Artikel
Applied pseudonymization: Using the data management and biobanking software DIS as an example
Suche in Medline nach
Autoren
Veröffentlicht: | 26. Februar 2021 |
---|
Gliederung
Text
The management of data and biospecimens which characterize patients and probands in-depth is a core element of modern biomedical research. Associated data is considered highly sensitive, so access to this data must be strictly regulated and it must be protected from unauthorized re-identification.
In this context, laws, regulations, guidelines and best-practices often call for pseudonymization. This means, that directly identifying data (e.g. names, addresses and contact information) is separated from data which is primarily needed for scientific research. As attackers cannot gain integrated access to both research data and associated directly identifying data, pseudonymization protects sensitive data against re-identification. The best-practice for biobanking in Germany even introduces a further pseudonymization step (i.e. mapping “first pseudonyms” to “second pseudonyms”) by introducing an additional service.
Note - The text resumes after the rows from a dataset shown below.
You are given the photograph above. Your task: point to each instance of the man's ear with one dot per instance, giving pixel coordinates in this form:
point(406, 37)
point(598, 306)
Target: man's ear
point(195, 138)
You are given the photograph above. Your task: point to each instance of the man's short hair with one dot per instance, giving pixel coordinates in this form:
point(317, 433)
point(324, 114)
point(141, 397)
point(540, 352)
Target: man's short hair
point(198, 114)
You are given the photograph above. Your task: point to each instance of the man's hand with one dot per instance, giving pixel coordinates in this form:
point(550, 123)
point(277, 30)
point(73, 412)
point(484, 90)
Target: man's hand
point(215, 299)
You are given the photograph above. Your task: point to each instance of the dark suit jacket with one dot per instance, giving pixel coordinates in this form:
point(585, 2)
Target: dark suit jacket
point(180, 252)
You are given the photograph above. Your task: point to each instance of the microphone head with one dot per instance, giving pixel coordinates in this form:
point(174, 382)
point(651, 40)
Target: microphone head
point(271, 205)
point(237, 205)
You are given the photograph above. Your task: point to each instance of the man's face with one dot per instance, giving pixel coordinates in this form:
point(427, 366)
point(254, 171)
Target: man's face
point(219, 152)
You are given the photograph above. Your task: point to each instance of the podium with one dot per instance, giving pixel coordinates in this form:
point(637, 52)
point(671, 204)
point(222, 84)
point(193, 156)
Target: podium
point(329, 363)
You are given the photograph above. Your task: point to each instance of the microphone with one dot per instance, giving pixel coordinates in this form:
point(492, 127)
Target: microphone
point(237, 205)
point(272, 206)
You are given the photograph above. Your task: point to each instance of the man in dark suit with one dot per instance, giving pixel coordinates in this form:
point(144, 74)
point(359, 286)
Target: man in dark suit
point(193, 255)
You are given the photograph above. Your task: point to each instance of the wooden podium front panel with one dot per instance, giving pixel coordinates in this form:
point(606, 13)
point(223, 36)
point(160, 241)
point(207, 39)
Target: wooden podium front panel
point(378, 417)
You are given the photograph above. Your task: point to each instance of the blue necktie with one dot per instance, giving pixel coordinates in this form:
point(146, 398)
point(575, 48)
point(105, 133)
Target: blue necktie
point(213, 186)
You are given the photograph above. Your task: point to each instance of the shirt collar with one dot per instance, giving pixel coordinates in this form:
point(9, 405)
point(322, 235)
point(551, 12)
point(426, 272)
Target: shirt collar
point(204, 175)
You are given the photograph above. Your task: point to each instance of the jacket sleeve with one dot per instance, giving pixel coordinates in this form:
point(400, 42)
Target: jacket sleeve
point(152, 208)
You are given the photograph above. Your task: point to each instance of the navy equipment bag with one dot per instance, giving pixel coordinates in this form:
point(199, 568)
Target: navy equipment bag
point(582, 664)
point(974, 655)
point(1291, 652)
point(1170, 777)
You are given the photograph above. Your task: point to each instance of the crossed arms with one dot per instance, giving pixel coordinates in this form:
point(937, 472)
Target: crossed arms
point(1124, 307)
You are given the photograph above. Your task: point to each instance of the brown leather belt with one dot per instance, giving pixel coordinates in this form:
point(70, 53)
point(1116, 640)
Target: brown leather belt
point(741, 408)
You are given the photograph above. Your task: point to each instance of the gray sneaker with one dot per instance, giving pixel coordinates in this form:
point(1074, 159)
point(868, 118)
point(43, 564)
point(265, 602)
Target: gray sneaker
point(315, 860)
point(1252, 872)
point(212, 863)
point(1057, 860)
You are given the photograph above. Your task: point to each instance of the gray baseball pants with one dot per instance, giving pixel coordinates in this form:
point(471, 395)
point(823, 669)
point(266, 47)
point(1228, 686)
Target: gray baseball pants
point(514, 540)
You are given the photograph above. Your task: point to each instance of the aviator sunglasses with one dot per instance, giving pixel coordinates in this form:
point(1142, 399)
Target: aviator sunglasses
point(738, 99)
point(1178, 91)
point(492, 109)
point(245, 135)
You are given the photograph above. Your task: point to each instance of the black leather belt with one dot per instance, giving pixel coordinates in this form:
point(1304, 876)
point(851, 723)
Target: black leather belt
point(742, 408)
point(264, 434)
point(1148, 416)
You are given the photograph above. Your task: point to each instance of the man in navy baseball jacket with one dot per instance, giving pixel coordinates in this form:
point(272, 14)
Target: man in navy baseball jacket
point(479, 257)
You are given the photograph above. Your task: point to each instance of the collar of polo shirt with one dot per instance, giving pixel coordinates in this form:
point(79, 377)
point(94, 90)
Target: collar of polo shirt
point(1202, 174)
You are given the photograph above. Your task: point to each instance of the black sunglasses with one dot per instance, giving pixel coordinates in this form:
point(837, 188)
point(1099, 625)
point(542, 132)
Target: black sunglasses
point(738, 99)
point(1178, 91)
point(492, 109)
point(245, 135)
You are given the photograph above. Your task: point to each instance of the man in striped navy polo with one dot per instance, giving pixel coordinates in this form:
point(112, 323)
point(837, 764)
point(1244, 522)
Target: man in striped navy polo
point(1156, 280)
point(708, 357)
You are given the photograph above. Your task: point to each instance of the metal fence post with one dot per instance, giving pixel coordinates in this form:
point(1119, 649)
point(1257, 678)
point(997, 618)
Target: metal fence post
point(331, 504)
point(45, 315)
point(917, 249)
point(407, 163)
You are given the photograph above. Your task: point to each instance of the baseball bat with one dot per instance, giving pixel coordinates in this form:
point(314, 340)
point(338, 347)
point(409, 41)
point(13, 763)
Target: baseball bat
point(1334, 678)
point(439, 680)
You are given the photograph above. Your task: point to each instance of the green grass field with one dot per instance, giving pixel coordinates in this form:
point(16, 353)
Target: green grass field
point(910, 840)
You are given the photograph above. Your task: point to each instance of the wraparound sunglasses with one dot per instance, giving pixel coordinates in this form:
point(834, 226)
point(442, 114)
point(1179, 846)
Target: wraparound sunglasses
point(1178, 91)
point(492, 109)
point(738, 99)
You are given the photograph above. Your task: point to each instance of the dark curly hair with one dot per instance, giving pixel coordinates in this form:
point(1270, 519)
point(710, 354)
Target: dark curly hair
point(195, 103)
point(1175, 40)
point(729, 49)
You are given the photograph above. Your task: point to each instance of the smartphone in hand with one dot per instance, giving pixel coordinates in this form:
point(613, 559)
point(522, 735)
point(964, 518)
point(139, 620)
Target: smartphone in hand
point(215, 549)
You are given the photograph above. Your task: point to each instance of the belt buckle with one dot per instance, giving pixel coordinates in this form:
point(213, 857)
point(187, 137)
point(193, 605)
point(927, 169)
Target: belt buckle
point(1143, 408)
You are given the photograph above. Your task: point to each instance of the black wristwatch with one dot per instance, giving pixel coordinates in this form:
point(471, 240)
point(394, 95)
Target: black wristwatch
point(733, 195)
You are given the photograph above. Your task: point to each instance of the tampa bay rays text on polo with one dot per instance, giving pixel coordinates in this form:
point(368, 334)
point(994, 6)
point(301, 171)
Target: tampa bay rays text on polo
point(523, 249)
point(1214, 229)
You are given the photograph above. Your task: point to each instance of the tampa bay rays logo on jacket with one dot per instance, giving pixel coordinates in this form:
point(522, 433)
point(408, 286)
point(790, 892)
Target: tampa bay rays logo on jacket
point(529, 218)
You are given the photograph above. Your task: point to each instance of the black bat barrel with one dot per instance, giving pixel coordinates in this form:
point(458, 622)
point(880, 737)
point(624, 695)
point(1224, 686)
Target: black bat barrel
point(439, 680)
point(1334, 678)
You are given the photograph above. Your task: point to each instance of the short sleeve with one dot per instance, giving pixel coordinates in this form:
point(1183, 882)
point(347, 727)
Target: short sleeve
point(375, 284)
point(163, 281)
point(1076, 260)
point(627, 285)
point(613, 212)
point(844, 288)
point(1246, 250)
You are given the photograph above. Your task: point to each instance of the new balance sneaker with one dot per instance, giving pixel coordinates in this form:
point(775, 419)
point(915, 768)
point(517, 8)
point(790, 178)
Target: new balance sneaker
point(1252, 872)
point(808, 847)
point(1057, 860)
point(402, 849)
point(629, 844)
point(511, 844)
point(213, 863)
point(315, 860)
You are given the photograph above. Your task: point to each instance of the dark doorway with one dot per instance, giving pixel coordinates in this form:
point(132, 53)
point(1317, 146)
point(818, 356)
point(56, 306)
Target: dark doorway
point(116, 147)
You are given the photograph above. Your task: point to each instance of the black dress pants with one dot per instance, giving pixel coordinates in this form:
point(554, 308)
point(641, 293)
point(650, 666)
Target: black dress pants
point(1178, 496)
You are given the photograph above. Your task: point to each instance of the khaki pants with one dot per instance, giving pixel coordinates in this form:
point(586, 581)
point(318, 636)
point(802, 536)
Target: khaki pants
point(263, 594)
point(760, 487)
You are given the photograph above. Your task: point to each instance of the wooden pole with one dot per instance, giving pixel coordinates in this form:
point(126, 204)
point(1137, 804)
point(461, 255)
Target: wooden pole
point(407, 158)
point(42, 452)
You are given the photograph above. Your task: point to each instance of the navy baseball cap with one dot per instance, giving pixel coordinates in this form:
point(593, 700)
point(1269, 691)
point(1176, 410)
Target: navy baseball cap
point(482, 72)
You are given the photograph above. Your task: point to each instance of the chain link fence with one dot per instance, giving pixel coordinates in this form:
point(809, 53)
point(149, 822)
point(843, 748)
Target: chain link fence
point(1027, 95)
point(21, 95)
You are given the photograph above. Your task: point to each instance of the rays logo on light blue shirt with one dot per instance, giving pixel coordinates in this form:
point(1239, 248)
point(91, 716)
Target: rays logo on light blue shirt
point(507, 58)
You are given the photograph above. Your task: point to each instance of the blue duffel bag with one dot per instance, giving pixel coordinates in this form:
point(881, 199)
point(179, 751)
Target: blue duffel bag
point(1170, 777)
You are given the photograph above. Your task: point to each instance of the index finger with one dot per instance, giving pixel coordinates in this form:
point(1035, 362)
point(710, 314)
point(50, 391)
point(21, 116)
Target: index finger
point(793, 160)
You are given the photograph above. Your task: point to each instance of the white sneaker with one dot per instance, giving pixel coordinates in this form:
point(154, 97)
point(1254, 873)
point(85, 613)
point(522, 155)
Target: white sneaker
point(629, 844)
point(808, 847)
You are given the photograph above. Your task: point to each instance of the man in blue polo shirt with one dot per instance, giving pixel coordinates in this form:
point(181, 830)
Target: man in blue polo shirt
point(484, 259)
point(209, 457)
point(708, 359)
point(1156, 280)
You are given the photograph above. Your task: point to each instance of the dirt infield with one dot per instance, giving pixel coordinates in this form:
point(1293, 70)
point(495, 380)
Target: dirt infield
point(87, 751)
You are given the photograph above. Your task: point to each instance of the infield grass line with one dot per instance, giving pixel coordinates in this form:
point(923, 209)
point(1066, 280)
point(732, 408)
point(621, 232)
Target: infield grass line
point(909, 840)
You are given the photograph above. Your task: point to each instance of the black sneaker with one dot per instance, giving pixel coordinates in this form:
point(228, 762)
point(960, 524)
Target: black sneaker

Furthermore, it mandates the separation of different data categories and their hosting subsystems at technical, spatial and organizational level, resulting in at least three different databases.
This increases complexity in terms of the number of interfaces that need to be implemented for communicating between the various subsystems. In this talk different methods for pseudonymization will be presented and it will be discussed how these methods are implemented in an integrated manner in the data management and biobanking system of DIS. Challenges and lessons learned, as well as attack vectors and mitigation strategies will complete the presentation.
The authors declare that an ethics committee vote is not required.